Other transformations on contracts
A few other transformations were needed to make contracts provable with SPARK 2014. In particular, it was necessary to change a number of "and" logical operations into their short-circuit version "and then". See for example this part of the precondition of Processing in tismain.adb:
(if (Admin.IsDoingOp(TheAdmin) and
Admin.TheCurrentOp(TheAdmin) = Admin.OverrideLock)
then
Admin.RolePresent(TheAdmin) = PrivTypes.Guard)
The issue was that calling TheCurrentOp requires that IsDoingOp holds:
function TheCurrentOp (TheAdmin : T) return OpT
with Global => null,
Pre => IsDoingOp (TheAdmin);
Since "and" logical operation evaluates both its operands, TheCurrentOp will also be called in contexts where IsDoingOp does not hold, thus leading to a precondition failure. The fix is simply to use the short-circuit equivalent:
(if (Admin.IsDoingOp(TheAdmin) and then
Admin.TheCurrentOp(TheAdmin) = Admin.OverrideLock)
then
Admin.RolePresent(TheAdmin) = PrivTypes.Guard)
We also added a few loop invariants that were missing.
What about security?
You can read the original Tokeneer report for a description of the security properties that were provably enforced through formal verification.
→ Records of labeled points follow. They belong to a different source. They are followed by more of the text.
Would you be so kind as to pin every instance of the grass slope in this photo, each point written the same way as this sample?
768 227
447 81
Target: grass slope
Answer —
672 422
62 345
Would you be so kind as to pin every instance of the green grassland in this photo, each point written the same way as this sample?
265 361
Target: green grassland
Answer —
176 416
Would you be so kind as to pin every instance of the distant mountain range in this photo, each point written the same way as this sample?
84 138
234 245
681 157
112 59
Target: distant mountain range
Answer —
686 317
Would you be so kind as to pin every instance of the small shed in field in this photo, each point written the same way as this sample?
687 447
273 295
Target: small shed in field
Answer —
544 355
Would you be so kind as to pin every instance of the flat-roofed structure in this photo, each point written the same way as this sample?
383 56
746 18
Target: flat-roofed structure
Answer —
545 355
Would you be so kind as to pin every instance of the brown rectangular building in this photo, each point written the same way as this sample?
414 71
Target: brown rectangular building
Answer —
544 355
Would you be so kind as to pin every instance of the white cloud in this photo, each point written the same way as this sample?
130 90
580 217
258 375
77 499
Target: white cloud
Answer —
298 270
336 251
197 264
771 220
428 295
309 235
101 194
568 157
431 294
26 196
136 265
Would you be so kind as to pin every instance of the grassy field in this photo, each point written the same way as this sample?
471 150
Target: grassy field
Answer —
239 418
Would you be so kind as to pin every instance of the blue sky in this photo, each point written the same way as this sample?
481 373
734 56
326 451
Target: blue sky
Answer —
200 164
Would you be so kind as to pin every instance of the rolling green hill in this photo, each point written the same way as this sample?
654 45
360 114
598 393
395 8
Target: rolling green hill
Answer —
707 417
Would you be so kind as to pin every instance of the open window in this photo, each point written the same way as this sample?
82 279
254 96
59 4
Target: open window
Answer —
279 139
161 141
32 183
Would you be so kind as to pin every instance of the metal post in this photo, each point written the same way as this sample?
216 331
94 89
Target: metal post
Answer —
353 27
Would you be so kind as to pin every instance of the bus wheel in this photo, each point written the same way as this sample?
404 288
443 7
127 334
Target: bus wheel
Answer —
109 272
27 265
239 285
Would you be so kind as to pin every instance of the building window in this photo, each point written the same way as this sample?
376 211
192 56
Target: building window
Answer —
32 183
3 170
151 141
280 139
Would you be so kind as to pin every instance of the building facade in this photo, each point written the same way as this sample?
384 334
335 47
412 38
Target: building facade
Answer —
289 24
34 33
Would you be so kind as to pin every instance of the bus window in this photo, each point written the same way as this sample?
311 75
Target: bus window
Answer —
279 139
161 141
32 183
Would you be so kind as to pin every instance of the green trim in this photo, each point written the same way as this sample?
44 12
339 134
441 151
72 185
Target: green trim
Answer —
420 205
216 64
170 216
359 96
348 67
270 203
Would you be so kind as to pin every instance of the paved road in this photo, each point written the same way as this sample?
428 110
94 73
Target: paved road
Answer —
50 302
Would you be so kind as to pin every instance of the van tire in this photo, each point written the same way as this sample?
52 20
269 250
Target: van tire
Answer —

To demonstrate that indeed formal verification brings assurance that some security vulnerabilities are not present, we have seeded four vulnerabilities in the code, and reanalyzed it. The analysis of GNATprove (either through flow analysis or proof) detected all four: an information leak, a back door, a buffer overflow and an implementation flaw. You can see that in action in this short 4-minutes video.